Amid those Bombed-Out Debris of an Apartment Block, I Encountered a Book I Had Rendered

In the rubble of a destroyed building, a solitary sight stayed with me: a tome I had converted from English to Farsi, resting partly concealed in dirt and soot. Its cover was torn and dirtied, its pages curled and singed, but it was still decipherable. Still communicating.

A Metropolis Under Assault

Two days before, missiles began striking the city. There were no sirens, just sudden, forceful detonations. The web was entirely disconnected. I was in my residence, working on a text about what it means to carry language across cultures, and the principles and worries of occupying someone else's narrative. As edifices came down, I sat editing a text that suggested, in its quiet way, for the lasting nature of significance.

Everything halted. A book my publisher had been about to go to print was halted when the facility closed. Retailers locked their doors one by one. One night, when the booms were too imminent, my family and I hurried down the stairs toward the cellar. I couldn’t stop worrying about the library in my apartment, stocked with lexicons, rare editions I had spent years gathering and every book I had ever translated. That collection was my career's work, and I didn’t know if I, or it, would endure the night.

Dispersal and Grief

My partner left with her parents for what they thought would be less dangerous locations – places that, days later, were also targeted. My daughter went to stay in another city. As her train was pulling out, she sent me a photo: in the distance, a factory was on fire, black smoke coiling into the sky. People dearest to me were suddenly elsewhere, and peril seemed to follow them.

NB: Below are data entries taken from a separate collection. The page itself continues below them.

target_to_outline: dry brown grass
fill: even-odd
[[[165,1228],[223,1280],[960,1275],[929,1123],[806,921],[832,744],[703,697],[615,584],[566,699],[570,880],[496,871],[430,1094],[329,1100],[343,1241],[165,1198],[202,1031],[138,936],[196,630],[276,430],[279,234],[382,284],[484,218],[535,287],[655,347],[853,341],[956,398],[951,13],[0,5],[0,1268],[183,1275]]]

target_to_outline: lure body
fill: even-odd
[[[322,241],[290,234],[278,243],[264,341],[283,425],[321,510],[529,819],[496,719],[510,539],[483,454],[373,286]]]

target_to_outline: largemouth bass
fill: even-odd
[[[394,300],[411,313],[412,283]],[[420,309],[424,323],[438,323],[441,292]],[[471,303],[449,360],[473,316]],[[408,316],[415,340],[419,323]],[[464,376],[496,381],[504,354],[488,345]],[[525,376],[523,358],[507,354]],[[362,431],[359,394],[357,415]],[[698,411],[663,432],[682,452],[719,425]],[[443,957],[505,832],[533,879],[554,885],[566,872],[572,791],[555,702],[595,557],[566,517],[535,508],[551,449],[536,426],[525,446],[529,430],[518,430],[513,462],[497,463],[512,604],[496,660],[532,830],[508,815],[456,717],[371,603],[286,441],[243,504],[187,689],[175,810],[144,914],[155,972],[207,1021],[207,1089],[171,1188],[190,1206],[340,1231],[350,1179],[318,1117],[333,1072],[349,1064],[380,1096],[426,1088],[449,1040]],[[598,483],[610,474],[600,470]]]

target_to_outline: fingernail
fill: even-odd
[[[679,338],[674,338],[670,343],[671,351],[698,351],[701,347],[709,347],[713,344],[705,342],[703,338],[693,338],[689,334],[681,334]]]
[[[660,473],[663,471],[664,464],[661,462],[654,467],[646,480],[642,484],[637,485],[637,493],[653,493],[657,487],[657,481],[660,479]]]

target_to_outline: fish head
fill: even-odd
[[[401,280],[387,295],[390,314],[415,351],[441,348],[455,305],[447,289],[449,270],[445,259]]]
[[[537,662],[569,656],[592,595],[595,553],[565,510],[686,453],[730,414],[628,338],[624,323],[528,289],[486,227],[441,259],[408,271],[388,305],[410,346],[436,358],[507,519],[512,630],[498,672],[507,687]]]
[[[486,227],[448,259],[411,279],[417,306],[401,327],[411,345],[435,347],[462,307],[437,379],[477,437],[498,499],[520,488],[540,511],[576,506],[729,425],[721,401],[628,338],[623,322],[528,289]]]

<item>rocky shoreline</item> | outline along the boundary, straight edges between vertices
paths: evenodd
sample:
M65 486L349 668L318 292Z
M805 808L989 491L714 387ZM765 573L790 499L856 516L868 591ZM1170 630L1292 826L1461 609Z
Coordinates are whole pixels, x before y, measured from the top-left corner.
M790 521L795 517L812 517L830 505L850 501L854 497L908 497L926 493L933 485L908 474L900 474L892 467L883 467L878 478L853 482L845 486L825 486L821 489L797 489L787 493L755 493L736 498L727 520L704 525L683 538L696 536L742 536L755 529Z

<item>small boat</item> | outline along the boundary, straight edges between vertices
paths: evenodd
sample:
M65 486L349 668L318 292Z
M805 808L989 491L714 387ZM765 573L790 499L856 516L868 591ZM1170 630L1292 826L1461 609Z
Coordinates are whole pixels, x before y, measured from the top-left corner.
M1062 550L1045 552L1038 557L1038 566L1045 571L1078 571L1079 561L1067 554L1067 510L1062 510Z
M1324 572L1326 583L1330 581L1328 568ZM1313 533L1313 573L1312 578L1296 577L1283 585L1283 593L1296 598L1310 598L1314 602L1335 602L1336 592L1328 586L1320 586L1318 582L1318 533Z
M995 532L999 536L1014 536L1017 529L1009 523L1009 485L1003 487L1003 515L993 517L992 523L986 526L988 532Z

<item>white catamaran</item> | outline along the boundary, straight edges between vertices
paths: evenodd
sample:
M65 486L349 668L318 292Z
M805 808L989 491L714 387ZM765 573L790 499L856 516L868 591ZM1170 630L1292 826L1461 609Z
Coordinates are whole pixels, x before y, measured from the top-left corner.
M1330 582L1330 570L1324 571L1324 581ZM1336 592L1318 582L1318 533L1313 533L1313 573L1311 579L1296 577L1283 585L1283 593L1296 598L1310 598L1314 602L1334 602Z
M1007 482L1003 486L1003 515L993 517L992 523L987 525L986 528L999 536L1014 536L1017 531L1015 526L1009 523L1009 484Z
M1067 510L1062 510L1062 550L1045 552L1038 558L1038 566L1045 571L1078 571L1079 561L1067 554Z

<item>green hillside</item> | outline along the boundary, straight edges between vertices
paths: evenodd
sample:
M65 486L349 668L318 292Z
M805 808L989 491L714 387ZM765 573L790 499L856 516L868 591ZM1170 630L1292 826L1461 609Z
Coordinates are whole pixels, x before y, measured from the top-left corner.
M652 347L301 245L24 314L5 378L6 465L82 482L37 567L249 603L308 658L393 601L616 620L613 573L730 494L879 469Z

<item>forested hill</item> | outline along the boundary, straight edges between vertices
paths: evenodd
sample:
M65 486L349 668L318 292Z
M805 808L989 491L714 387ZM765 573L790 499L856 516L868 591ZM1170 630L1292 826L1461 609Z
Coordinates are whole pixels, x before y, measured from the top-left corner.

During those days, moods moved through the city like a front: sudden dread, apprehension, righteous anger at the unfairness, then detachment. Beyond the emotional toll, the attack destroyed my ability to work. Without power and the internet, I had no access to the instant look-ups and materials that translation demands.

Outside, blast waves tore windows from their sashes; at a relative's house, every pane was broken, the furniture lay broken, personal effects strewn throughout the rooms. When I visited, a woman sat before the ruins, creating at an easel, refusing to let quiet and dirt have the last word.

Translating Sorrow

A image circulated on social media of a young poet who was killed when missiles struck a building. Her writing went viral alongside her image. On a street where I once bought dictionaries, I saw an elderly woman hurrying between passages, yelling a name. Locals said she had mourned a son in a war over 30 years ago, and now, the bombs had stirred some buried recollection. She was seeking a child who would never come home.

We were all converting, in our own way: turning ruin into picture, death into lines, mourning into longing.

The Work as Defiance

A week after the attacks began, still in the midst of destruction, I found myself rendering a fable about a king whose daughter will recover only if she can possess the moon. Though written for children, it carried deep meaning for me then. The author, who experienced the loss of his sight yet continued producing until the end of his life, understood something about aiming at the unreachable. I wondered if the moon was the calm we all yearned for – seemingly unattainable, yet still worth striving for.

During those nights, I understood translation as something greater than literary craft: it was an act of resistance, of holding one's ground, of enduring.

One day, in bright sunlight, blasts hit a detention center; in those same hours, I was translating passages about a philosopher in his confinement, asking for more dictionaries, insisting that linguistic work become his “predominant activity”. For him, translation was – as the author puts it – “a truth, aspiration, rigor, foundation, and analogy” all at once.

A Marked Legacy

And then came the photograph. I noticed it on a news site and saw that, within the ruins of another apartment block, lay one of my old renditions, damaged but whole, my name printed on the cover. The image was in color, but it might as well have been devoid of color, stripped of life among the debris and wreckage. For most of my career, I had been invisible, as all translators are. But here was my work made seen – scarred, but enduring.

I stared at the image for a long time. The author writes that “all translation is a political act”, but I had never felt the complete significance of this until then. To translate, even under bombardment, was to say: “this voice was important”. It will not be erased. To translate is not just to transport stories across languages, but to help them endure when everything else crumbles. It is a quiet, determined rejection to disappear.

Gregory Kramer
Gregory Kramer

A passionate storyteller with a knack for weaving imaginative tales that captivate and inspire audiences worldwide.